Payne co-founded Open Bionics in 2014. It won a $250,000 (£201,000) cash prize at the finals of Intel's 'Make it Wearable Challenge' for its work developing low-cost bionic hands that look and feel good.

"We’re inspired by technology and trying to replicate anatomy. The human hand is super amazing – we don’t think about it because we use them all the time, but they’re so strong, you can move them so quickly and they tell you so much about the world.”

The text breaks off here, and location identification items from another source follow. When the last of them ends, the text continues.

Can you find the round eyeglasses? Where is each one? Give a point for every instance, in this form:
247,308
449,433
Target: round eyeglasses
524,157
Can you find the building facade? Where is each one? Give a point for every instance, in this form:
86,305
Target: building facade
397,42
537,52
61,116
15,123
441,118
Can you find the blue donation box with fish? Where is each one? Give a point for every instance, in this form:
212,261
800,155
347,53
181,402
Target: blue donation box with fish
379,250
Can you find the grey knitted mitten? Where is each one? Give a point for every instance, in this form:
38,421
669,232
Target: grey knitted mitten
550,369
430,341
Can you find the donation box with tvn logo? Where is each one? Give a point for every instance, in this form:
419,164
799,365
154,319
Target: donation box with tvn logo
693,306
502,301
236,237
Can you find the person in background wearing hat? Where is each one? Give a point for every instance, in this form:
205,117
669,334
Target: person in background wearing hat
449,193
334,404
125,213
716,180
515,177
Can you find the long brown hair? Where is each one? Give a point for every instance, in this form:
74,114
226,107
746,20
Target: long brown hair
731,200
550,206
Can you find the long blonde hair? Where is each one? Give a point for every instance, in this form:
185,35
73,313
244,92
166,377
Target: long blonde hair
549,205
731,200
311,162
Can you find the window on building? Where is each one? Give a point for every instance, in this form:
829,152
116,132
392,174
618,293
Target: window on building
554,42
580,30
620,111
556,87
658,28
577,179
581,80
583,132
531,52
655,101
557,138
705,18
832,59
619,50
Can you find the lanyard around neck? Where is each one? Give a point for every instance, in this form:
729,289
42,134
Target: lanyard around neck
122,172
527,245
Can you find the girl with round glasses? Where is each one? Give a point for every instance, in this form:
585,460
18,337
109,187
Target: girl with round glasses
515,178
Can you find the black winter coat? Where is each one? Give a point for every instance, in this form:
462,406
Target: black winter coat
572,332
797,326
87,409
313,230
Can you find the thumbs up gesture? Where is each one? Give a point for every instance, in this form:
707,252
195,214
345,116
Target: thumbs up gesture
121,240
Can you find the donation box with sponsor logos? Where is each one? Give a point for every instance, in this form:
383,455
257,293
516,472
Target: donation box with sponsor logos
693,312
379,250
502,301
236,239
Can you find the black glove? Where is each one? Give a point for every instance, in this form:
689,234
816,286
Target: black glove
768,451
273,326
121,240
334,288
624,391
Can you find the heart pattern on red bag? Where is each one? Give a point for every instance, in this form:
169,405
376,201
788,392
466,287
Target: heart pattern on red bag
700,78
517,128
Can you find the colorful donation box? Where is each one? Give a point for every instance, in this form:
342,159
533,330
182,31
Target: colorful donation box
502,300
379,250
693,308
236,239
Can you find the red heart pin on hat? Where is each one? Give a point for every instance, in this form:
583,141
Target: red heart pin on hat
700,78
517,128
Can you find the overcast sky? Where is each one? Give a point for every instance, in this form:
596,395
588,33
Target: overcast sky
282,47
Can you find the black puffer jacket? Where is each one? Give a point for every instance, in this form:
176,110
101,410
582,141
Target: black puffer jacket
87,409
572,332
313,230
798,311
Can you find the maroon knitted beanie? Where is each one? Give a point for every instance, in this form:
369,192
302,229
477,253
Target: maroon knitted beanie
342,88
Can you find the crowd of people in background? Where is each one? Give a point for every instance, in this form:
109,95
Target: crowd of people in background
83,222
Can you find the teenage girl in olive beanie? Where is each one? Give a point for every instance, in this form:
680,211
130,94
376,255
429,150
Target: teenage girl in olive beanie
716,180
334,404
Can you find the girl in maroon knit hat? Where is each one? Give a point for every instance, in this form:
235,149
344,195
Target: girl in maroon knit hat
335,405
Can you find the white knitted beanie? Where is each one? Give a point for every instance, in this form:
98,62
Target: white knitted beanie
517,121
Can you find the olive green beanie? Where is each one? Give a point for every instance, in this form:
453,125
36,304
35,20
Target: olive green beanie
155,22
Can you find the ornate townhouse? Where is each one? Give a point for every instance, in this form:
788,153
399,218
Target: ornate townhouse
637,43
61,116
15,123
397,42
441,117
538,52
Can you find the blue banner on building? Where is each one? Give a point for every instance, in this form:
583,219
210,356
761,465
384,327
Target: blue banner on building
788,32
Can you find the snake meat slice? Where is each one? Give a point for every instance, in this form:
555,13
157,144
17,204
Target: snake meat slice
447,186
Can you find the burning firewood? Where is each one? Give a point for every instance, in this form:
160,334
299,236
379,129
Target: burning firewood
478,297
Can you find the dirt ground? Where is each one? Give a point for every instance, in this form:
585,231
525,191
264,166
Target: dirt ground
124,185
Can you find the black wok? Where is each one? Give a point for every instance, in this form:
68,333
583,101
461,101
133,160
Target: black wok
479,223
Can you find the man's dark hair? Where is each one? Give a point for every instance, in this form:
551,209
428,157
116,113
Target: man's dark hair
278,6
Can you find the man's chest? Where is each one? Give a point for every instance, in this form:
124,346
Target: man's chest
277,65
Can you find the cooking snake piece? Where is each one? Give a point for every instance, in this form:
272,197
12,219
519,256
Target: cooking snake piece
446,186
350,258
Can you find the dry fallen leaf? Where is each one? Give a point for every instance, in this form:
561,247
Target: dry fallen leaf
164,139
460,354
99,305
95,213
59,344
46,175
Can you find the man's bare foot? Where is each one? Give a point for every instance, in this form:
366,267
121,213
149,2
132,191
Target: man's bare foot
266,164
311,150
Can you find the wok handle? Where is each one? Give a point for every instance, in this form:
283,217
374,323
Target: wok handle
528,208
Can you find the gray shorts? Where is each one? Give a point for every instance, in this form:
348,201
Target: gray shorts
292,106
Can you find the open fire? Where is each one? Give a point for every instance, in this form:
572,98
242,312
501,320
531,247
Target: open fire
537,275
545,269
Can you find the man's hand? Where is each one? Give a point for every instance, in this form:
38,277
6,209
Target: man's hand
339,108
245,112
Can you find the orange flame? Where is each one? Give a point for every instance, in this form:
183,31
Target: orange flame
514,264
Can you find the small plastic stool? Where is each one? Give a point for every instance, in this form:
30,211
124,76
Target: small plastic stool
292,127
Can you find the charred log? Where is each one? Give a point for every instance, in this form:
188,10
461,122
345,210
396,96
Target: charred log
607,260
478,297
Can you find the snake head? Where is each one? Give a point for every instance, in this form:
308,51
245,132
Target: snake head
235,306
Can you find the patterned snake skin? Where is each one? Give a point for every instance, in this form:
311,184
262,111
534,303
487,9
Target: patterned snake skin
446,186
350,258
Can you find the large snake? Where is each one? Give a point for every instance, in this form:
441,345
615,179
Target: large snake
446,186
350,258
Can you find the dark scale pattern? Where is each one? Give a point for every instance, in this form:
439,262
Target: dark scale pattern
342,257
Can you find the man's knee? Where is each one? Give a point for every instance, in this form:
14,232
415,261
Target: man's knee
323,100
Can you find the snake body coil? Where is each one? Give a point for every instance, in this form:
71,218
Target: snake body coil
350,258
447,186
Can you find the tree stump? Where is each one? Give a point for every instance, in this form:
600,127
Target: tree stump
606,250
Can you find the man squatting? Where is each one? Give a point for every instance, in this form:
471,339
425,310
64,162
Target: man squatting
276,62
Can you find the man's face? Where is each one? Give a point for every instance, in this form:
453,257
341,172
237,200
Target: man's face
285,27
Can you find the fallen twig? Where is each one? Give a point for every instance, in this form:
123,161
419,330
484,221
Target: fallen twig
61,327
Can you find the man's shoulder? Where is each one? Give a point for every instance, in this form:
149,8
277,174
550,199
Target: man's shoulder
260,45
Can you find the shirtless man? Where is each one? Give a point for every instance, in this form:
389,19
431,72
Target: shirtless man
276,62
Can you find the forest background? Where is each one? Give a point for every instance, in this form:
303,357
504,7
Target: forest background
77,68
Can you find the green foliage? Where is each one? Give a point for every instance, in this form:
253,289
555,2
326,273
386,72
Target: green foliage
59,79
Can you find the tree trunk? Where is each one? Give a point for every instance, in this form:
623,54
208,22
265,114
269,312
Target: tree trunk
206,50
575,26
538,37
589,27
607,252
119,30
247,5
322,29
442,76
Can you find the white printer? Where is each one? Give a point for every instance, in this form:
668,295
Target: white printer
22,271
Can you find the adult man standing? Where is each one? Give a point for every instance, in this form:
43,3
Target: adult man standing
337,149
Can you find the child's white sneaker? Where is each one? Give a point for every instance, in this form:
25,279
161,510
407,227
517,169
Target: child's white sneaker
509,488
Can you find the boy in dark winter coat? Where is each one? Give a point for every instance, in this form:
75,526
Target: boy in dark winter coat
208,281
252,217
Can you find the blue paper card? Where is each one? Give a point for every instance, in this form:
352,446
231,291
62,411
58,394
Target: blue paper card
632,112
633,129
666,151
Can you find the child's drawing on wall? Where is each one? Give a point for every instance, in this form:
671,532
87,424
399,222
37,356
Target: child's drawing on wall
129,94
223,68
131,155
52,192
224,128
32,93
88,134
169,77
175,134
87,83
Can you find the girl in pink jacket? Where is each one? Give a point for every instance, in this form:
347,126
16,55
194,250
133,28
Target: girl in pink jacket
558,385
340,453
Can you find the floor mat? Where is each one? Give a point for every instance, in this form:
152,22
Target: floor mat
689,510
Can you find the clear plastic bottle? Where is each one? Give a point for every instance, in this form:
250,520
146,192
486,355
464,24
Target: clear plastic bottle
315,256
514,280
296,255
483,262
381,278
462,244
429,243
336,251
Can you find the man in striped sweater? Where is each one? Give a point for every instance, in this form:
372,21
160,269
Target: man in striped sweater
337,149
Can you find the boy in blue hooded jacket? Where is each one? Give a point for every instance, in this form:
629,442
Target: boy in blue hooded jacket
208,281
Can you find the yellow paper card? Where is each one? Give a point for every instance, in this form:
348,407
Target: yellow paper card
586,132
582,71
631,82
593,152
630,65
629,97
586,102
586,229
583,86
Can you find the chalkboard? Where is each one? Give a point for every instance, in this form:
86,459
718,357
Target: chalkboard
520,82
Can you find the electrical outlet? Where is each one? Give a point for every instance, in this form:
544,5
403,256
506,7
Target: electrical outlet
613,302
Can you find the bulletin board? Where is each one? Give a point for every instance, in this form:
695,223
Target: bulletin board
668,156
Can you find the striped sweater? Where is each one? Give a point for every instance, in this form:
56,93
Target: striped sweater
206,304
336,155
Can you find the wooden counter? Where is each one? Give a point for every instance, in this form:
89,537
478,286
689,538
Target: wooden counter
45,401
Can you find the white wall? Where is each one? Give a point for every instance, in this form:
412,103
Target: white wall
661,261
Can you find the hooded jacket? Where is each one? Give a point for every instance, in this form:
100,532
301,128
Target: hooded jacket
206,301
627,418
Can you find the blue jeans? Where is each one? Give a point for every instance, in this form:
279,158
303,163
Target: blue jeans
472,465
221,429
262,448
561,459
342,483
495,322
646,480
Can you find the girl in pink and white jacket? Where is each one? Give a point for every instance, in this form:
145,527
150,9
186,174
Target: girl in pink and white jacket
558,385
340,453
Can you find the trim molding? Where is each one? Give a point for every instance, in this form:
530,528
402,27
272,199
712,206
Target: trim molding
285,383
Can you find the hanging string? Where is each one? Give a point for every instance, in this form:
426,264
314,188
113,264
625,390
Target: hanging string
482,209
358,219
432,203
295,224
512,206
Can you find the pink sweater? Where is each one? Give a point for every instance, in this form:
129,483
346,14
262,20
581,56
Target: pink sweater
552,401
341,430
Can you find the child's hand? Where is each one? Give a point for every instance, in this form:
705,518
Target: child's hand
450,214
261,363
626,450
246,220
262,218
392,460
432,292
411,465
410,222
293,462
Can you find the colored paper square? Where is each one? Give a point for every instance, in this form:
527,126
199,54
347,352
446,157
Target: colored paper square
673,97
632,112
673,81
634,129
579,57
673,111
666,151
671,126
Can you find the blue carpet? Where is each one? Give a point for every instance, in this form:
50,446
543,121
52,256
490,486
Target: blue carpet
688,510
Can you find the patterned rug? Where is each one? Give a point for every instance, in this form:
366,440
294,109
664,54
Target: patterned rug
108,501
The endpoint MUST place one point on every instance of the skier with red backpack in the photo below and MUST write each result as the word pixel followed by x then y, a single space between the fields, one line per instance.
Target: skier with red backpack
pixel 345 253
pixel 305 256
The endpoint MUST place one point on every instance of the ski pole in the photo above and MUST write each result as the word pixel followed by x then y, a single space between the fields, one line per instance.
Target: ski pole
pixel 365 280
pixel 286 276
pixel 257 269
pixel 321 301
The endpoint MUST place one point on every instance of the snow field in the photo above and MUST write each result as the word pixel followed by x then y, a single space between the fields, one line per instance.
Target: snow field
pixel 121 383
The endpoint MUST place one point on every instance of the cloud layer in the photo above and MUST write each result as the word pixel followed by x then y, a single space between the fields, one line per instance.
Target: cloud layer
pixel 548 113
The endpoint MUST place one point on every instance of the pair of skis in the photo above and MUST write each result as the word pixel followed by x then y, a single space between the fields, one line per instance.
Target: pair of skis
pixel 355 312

Download the Ada hand code

Payne’s four-person robotics team can build a fully customised bionic arm in just three days while a prosthetic arm from the NHS can take up to three months. But for Payne, three days is still too long, so she’s made her designs open-source and invited the world to print off their own limbs and push her technology to the next level.

While she was working at her Bristol-based lab, Payne received a message from someone she’d never met before – an American veteran who had lost his arm in Afghanistan. “By the way,” he said, “I was researching prosthetic limbs and I downloaded your file and made it myself.”

“When you’re open source you open your technology to millions of other people who want to improve it, you advance it much faster than if their were just four of us in a robotics lab,” she said.

When anyone can download and print off their own bionic arms, it opens up a world of opportunity for personalised prosthetics, Payne said. “Who’s to say what your replacement hand should look like? It’s an expression of yourself.” Traditionally prosthetic hands have been made to imitate human hands, but Payne wants to give children the chance to choose their own limbs. “We want to change children who have limb differences into bionic superheroes.”

One of those superheroes joined her on stage at WIRED Next Generation, 11-year-old Tilly. Tilly was just 15 months old when she had to have her hand amputated after contracting meningitis septicemia. The replacement she was originally fitted with, though, was a world away from hand she needed.

“It was basically a puppet hand, it only had three fingers and it was made of metal. My mum thought it was more of a weapon than a hand,” she said. Now, with a bionic arm from Open Bionics, Tilly can move all of her fingers and perform more complex movements. EMG sensors on her arm detect muscle movement, telling her bionic arm how quickly or firmly to squeeze its fingers.

Payne’s bionic arms are much more than just technical achievements. When a child picks their bionic arm, choosing to become Iron Man, Princess Elsa or Mace Windu, they’re taking control of their own identity. “These prosthetics enable children to do more of the activities their peers can do, but they also make them feel more empowered about what they can do themselves.”